For the junior high school Physical Education uniform, the uniform is a unisex uniform that consists of a web color royal blue cotton shirt and navy blue jogging pants. The senior high school Physical Education uniform is similar to the junior high school uniform however the shirt is white in color.

=== School organizations ===
==== Publications and Media ====
The main school paper of the school is called The Momentum. The paper has separate English and Filipino writing staff, held by young journalism students. It establishes and concludes all known ParSci-related activities such as competitions (division, regional, nationals), curriculum-based activities, sports/intramurals, etc.
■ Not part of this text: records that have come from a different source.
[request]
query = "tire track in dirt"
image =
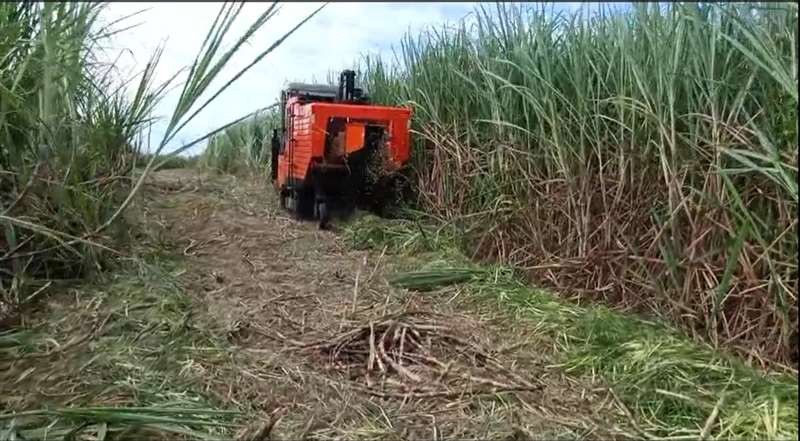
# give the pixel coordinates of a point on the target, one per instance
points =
(326, 349)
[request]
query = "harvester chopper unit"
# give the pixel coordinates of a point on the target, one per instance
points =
(335, 150)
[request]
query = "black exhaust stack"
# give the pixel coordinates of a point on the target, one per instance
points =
(347, 80)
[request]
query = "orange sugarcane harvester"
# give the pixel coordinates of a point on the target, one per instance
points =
(335, 149)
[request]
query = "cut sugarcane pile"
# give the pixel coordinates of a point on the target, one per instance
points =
(416, 354)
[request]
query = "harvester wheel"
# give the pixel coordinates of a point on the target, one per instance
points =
(321, 213)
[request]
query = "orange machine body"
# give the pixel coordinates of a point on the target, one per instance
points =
(307, 135)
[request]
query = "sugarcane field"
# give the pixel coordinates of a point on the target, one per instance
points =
(398, 221)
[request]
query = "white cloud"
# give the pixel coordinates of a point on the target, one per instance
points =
(332, 40)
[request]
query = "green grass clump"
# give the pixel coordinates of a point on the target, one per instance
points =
(432, 279)
(400, 235)
(672, 386)
(131, 381)
(649, 147)
(167, 162)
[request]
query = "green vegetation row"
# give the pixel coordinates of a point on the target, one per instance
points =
(644, 157)
(72, 130)
(669, 387)
(243, 146)
(72, 161)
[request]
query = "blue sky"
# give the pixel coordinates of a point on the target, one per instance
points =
(334, 39)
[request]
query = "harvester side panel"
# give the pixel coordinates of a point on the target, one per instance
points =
(396, 118)
(295, 161)
(306, 132)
The student body/organization is called the PSHS Supreme Secondary Learner Government. It condones the same purpose of The Momentum, but primarily focuses on club-related events and regulatory prospects; Student guidelines and policies.
==== Clubs ====
The school has a variety of clubs with each of their respective roles and activities related to them, ranging from literary to kinesthetic-based activities. A few major clubs consists of;
- English Club
- Mathematics Club
- Athletics Club
- Performing Arts Club
- Media Arts
- Chosen Generation Club
==== Scouts ====
The school has its own Boy and Girl Scouts organization/association, holding and managing their honor and responsibilities as major members of the student body.